Pitt’s computer, with the aid of a programmer who was convinced he was working out a problem of academic interest only, had estimated that by the end of a thousand years, the discovery of Nemesis would be inevitable, and that the Settlements would begin to disperse.

Pitt had then put the question: Would the Settlements come to Nemesis?

The answer was no. By that time, hyper-assistance would be far more efficient, far cheaper. The Settlements would know more about the nearer stars—which of them had planets, and what kind. They would not bother with a red dwarf star, but would head out for the Sun-like stars.

And that would leave Earth itself, which would be desperate. Afraid of space, clearly degenerate already, and sinking farther into slime and misery as a thousand years passed and the doom of Nemesis became apparent, what would they do? They could not undertake long trips. They were Earthpeople. Surfacebound. They would have to wait for Nemesis to get reasonably close. They could not hope to go anywhere else.

Pitt had the vision of a ramshackle world trying to find security in the more tightly held system of Nemesis, trying to find refuge in a star with a system built tightly enough together to hold in place while it was destroying that of the Sun it passed.

It was a terrible scenario, and yet inevitable.

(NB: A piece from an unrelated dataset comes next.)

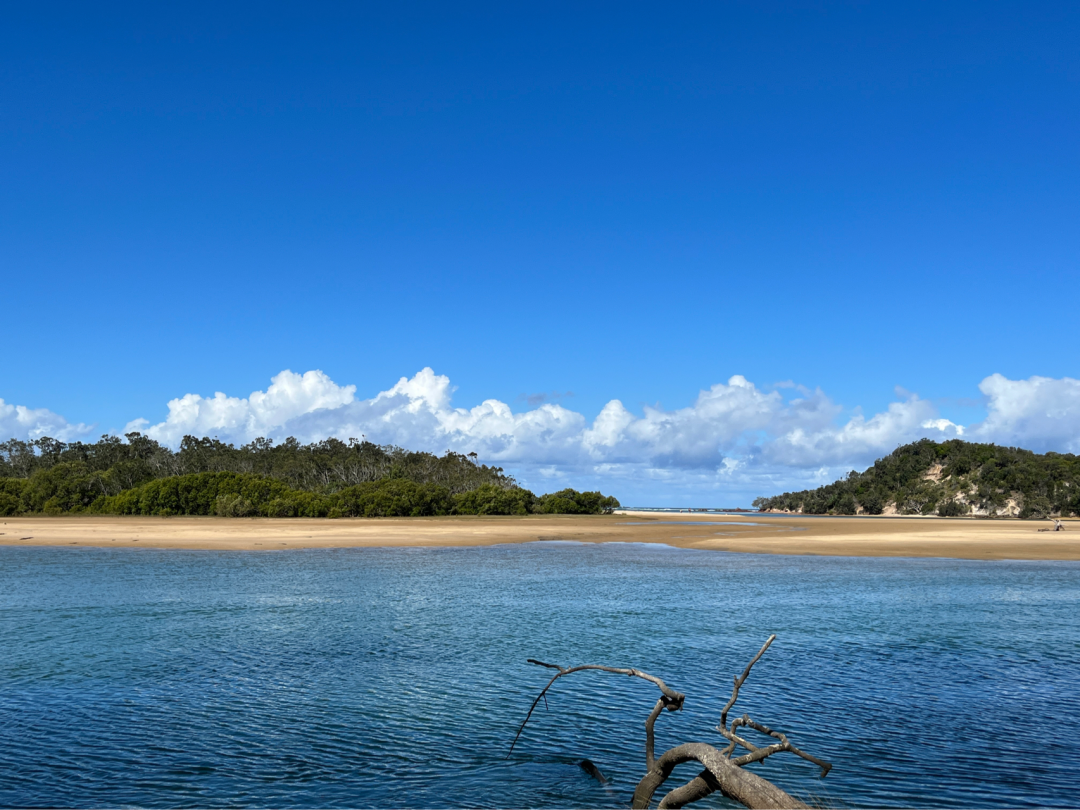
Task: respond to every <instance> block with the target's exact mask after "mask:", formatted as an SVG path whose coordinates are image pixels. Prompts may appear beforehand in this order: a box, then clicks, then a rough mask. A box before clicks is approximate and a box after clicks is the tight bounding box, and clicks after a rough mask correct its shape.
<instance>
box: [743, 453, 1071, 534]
mask: <svg viewBox="0 0 1080 810" xmlns="http://www.w3.org/2000/svg"><path fill="white" fill-rule="evenodd" d="M754 505H755V507H757V508H758V509H760V510H762V511H779V512H802V513H806V514H814V515H823V514H840V515H853V514H870V515H879V514H882V513H887V514H893V513H895V514H906V515H934V514H936V515H943V516H960V515H978V516H989V517H997V516H1015V517H1035V518H1042V517H1050V516H1051V515H1061V516H1067V515H1080V457H1078V456H1074V455H1071V454H1059V453H1048V454H1044V455H1039V454H1036V453H1031V451H1030V450H1022V449H1020V448H1017V447H998V446H997V445H993V444H973V443H971V442H962V441H960V440H958V438H955V440H951V441H949V442H941V443H939V442H931V441H930V440H929V438H924V440H922V441H921V442H915V443H914V444H908V445H904V446H903V447H897V448H896V449H895V450H894V451H893V453H891V454H889V455H888V456H886V457H885V458H882V459H878V460H877V461H875V462H874V467H872V468H869V469H868V470H866V471H865V472H862V473H859V472H854V471H852V472H850V473H848V476H847V477H846V478H841V480H840V481H837V482H835V483H833V484H828V485H826V486H823V487H820V488H818V489H806V490H804V491H801V492H784V494H783V495H778V496H775V497H773V498H758V499H756V500H755V501H754Z"/></svg>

Why could not Nemesis have been receding from the Sun? How everything would be changed. The discovery of Nemesis would have become somewhat less likely with time and, if the discovery came to pass, Nemesis would become ever less desirable—and less possible—as a place of refuge. If it were receding, Earth would not even need a refuge.

But that was not the way it was. The Earthmen would come; ragtag degenerating Earthmen of every variety of makeshift and abnormal culture, flooding in. What could the Rotorians do but destroy them while they were still in space? But would they have a Janus Pitt to show them
that there was no choice but that? Would they have Janus Pitts, between now and then, to make sure that Rotor had the weapons and the resolution to prepare for this and to
do
it when the time came?

But the computer’s analysis was, after all, a deceitfully optimistic one. The discovery of Nemesis by the Solar System
must
come about within a thousand years, said the computer. But how much within? What if the discovery came tomorrow? What if it had come three years ago? Might some Settlement, groping for the nearest star, knowing nothing useful about farther ones, be following in Rotor’s trail
now?

Each day, Pitt woke up wondering: Is this the day?

Why was this misery reserved for him? Why did everyone else sleep quietly in the lap of eternity, while only he himself was left to deal each day with the possibility of a kind of doom?

He had done something about it, of course. He had set up a Scanning Service throughout the asteroid belt, a body whose function it was to supervise the automated receptors that constantly swept the sky, and to detect at as great a distance as possible the copious waste-energy disposal of an approaching Settlement.

It had taken some time to set it all up properly, but for a dozen years now, every scrap of dubious information had been followed up, and, every once in a while, something seemed sufficiently questionable to be referred to Pitt. And every time it happened, it set off the clanging of an alarm bell in Pitt’s head.